Last year I wrote a post on my initial experiences with Peer-to-Peer lending through Funding Circle. I initially got an 8.8% gross return, diminishing to 5.1% after fees and losses. Now I have been using the site a year longer, so its is time to update the returns. Over the last year Funding Circle has continued to expand. The website has improved with a better design and tools (still not sure about the secondary market though). There are many more loans available (33 live at the moment) asking for more money (£2 million last week). Anecdotally, this meant for most of the year the rates available rose. Although they have fallen recently as more lenders and even the UK government join the site.

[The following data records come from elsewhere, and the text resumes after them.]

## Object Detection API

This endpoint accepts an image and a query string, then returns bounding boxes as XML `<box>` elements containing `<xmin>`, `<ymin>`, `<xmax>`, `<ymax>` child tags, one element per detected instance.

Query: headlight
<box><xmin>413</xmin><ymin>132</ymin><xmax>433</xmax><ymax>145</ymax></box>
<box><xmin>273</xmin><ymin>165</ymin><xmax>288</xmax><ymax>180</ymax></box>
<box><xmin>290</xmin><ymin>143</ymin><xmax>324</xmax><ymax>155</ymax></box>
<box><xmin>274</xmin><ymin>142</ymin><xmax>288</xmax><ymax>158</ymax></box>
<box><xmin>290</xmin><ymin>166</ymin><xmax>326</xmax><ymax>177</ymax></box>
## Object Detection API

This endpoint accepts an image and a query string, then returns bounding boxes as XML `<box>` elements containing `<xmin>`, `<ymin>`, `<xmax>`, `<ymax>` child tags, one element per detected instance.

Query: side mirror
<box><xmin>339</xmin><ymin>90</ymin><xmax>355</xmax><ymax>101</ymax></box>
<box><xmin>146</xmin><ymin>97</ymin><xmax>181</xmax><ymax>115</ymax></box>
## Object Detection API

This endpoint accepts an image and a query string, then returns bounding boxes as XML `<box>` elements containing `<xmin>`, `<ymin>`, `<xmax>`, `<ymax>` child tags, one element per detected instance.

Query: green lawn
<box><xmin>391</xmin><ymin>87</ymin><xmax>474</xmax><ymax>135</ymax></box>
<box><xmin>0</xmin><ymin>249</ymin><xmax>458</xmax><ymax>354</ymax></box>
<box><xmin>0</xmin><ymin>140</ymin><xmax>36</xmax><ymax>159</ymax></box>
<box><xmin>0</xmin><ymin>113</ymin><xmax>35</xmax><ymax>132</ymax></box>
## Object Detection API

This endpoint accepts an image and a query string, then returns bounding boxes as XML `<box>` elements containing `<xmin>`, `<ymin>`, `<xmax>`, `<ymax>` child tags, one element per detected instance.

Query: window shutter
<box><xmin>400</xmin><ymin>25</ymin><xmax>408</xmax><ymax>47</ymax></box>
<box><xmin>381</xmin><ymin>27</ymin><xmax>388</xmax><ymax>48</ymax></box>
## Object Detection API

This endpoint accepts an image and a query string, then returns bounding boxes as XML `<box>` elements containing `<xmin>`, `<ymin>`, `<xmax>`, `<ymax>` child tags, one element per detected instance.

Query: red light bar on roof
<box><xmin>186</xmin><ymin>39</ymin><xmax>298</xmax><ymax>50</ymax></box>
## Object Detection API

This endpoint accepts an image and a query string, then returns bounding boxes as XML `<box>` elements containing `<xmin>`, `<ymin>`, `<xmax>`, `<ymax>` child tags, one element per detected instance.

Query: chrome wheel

So, drum roll, the year’s results are:
After Fees: 7.6%
After Bad Debt & Recoveries: 2.3%
Ugh, 2.3% is not a very good before tax return. However, still better than any UK bank account. Those rates are calculated with the actual cashflow entering my account. It is interesting to note that the Funding Circle website says my gross rate is 9.2%, but I can’t see how it calculates that over a single year (unless it is including compounding rates). Anyway, it is clear that the poor performance is due to bad debt – the recovery figure over the year is immaterial (0.04%). None of my loans are larger than 1.2% of total capital, and most are around 0.7%. The bad debt is made up of multiple defaults. Using the suggested bad debt rates by loan rating on Funding Circle’s website, I calculated my expected default rate at around 2% per year by volume (my portfolio skews riskier than average). Over the year I saw double that and thus earnt a rate far less than suggested. In Funding Circle’s defence the difference in suggested and observed default rates translates into only a few loans, so it is not statistically significant (yet). Interestingly the bad debt seems to arrive in two waves roughly 6 months apart – one at the end of summer, and another at the end of the tax year.
After these results I won’t be putting any more money into Funding Circle over the coming year, but neither will I be taking any out – I’ll give the system another year.
Postscript: In the last few days and after the above calculations were made, one of the defaulted loans was “recovered”. This resulted in a 61% loss on the original loan amount becoming a 39% loss, with no chance of further recoveries. Better than a poke in the eye I suppose. Had it occurred a week earlier, this event would have made the final return 2.5%. Instead it will provide a boost to this year’s return – see the next update in 12 months time!